Physical life may be defeated but life goes on;
goodness lives and love is immortal.
They who stand with breaking hearts around this [little] grave, need have no fear. The larger and the nobler faith in all that is, and is to be, tells us that death, even at its worst, is only perfect rest. We know that through the common wants of life—the needs and duties of each hour—their grief will lessen day by day, until at last this grave will be to them a place of rest and peace—almost of joy. There is for them this consolation: The dead do not suffer. If they live again, their lives will surely be as good as ours. We have no fear. We are all children of the same mother, and the same fate awaits us all. We, too, have our religion [belief], and it is this: Help for the living—Hope for the dead.
The snail gives off stillness.
The weed is blessed.
At the end of a long day
The man finds joy, the water peace.
Let all be simple. Let all stand still
Without a final direction.
That which brings you into the world
To take you away at death
Is one and the same;
The shadow long and pointy
Is its church.
At night some understand what the grass says.
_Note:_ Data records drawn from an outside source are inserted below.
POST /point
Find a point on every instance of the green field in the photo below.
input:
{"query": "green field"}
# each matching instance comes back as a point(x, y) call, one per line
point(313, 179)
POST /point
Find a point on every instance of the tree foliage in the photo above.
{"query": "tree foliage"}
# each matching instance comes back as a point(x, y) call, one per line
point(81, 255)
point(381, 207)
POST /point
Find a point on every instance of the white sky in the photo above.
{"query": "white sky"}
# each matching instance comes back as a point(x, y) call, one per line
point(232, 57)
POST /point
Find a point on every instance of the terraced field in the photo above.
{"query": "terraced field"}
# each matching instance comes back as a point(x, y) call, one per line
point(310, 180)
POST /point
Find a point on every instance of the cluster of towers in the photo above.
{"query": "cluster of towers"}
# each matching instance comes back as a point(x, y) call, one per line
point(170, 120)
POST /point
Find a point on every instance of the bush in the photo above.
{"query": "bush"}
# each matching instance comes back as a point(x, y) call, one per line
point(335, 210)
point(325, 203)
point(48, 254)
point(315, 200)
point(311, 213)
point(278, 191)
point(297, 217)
The grass knows a word or two.
It is not much. It repeats the same word
Again and again, but not too loudly.
Under the wide and starry sky,
Dig the grave and let me lie:
Glad did I live and gladly die,
And I laid me down with a will.
This be the verse you, 'grave for me:
Here he lies where he long'd to be;
Home is the sailor, home from the sea,
And the hunter home from the hill.
--by Robert Louis Stevenson
Come to the meadow to visit me
Down by the roots of a tree
Waste not your tears on the stone cold graves
Water a flower for me
Give me to the earth when my winter comes
Bury me deep in the ground
Mark not my place with statues or caves
Find me where life can be found
Visit a garden on warm, summer days
Keep company with blossoms and bees
Remember my heart blooms forever in yours
Take comfort from shushing shade trees
Let autumn surround you with life and the living
Birdsong and aging green leaves
Look up at the sky, give thanks for sun and rain
When you think of me, smile more than grieve
Come to the forest to visit me
Down by the roots of a tree
Live every day that is given to you
Water a new flower for me.
--adapted from a poem by Lurana Brown
Into the darkness and warmth of the earth
We lay you down
Into the sadness and smiles of our memories
We lay you down
Into the cycle of living and dying and rising again
We lay you down
May you rest in peace, in fulfilment, in loving
May you run straight home in Earth’s embrace
He is made one with Nature: there is heard
His voice in all her music, from the moan
Of thunder, to the song of night’s sweet bird;
He is a presence to be felt and known
In darkness and in light, from herb and stone,
Spreading itself where’er that Power may move
Which has withdrawn his being to its own;
Which wields the world with never-wearied love,
Sustains it from beneath, and kindles it above.